Ingredients
Method
- Preheat oven to 175°C (350°F) and line a 12-hole muffin tray with cupcake liners.
- In a large bowl, whisk together plain flour, caster sugar, cocoa powder, baking powder, baking soda, and salt.
- In a separate bowl, whisk eggs, milk, vegetable oil, and vanilla extract until well combined.
- Add the wet ingredients to the dry ingredients and mix until just combined. Do not overmix.
- Slowly pour in the hot water or coffee and stir until the batter is smooth and slightly runny but still thick enough to scoop.
- Divide the batter evenly between cupcake cases, filling each about two-thirds full.
- Bake for 18–22 minutes, or until a skewer inserted into the centre comes out clean.
- Allow cupcakes to cool in the tray for 5 minutes, then transfer to a wire rack to cool completely before decorating.
- To make the buttercream, beat the softened butter until pale and fluffy.
- Gradually add icing sugar, vanilla extract, and milk, beating until smooth and thick.
- Divide buttercream into bowls and colour each with gel food colouring.
- Pipe buttercream onto cooled cupcakes using a star or grass piping tip to create a “monster fur” effect.
- Immediately decorate with candy eyes, sprinkles, marshmallows, chocolate chips, or pretzel horns before the frosting sets.
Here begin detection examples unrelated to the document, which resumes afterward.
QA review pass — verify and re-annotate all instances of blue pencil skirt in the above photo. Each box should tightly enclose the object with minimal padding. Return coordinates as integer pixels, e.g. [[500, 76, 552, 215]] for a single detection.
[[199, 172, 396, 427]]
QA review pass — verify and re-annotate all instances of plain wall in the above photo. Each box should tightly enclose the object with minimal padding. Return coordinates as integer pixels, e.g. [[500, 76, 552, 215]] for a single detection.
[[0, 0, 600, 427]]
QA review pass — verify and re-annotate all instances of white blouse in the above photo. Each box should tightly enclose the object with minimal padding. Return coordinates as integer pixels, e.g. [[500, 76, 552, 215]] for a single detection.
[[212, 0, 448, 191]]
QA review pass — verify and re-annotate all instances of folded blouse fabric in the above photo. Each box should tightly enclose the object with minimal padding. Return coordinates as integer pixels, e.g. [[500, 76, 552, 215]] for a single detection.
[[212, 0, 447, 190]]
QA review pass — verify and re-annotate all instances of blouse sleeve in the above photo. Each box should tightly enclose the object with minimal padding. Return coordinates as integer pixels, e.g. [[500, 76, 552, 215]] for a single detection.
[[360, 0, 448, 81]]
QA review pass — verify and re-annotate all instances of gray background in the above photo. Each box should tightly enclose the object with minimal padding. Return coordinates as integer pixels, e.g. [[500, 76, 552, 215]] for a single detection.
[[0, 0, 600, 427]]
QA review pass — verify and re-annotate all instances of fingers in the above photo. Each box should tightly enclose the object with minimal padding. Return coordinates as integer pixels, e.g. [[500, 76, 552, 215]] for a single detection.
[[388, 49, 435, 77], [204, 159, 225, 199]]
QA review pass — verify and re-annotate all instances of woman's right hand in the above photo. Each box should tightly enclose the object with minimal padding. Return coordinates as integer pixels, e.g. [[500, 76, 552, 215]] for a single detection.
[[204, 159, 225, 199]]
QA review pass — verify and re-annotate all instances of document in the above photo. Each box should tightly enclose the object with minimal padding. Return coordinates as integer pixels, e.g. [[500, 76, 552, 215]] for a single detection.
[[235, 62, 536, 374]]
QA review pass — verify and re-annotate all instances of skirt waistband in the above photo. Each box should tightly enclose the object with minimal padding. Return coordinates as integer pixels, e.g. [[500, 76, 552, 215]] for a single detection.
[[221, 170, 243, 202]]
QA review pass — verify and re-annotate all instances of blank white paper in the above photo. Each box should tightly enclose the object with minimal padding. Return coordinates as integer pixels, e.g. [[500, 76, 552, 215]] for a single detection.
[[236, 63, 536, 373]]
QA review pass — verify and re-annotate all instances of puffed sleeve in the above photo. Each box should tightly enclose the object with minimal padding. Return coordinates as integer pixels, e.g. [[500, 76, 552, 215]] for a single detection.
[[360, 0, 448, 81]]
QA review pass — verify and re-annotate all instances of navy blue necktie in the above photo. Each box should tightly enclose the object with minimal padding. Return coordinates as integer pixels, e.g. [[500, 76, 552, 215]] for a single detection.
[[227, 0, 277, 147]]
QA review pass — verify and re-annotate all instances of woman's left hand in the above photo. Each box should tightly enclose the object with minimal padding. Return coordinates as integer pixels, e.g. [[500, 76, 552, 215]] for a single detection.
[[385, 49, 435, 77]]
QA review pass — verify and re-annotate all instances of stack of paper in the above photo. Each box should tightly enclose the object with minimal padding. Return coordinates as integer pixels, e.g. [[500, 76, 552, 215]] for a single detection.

- Serve and enjoy your Monster Cupcakes.
Notes
These Monster Cupcakes are designed to be simple, flexible, and fun, so don’t worry about perfect piping or identical decorations—each cupcake is meant to look unique.
For best results, always use room temperature ingredients, especially eggs and milk, as this helps create a smoother batter and more even rise.
The hot water or coffee in the batter helps enhance the chocolate flavour and keeps the cupcakes moist, but the batter should still remain thick and scoopable, not watery.
Gel food colouring is recommended for the buttercream as it gives stronger, more vibrant monster colours without thinning the frosting.
Make sure cupcakes are completely cooled before decorating to prevent the buttercream from melting or sliding off.
Decorations can be customised based on what you have available, making this a great “use what you’ve got” Halloween recipe.
These cupcakes are best served fresh but can be made ahead and decorated on the day of serving for maximum visual impact.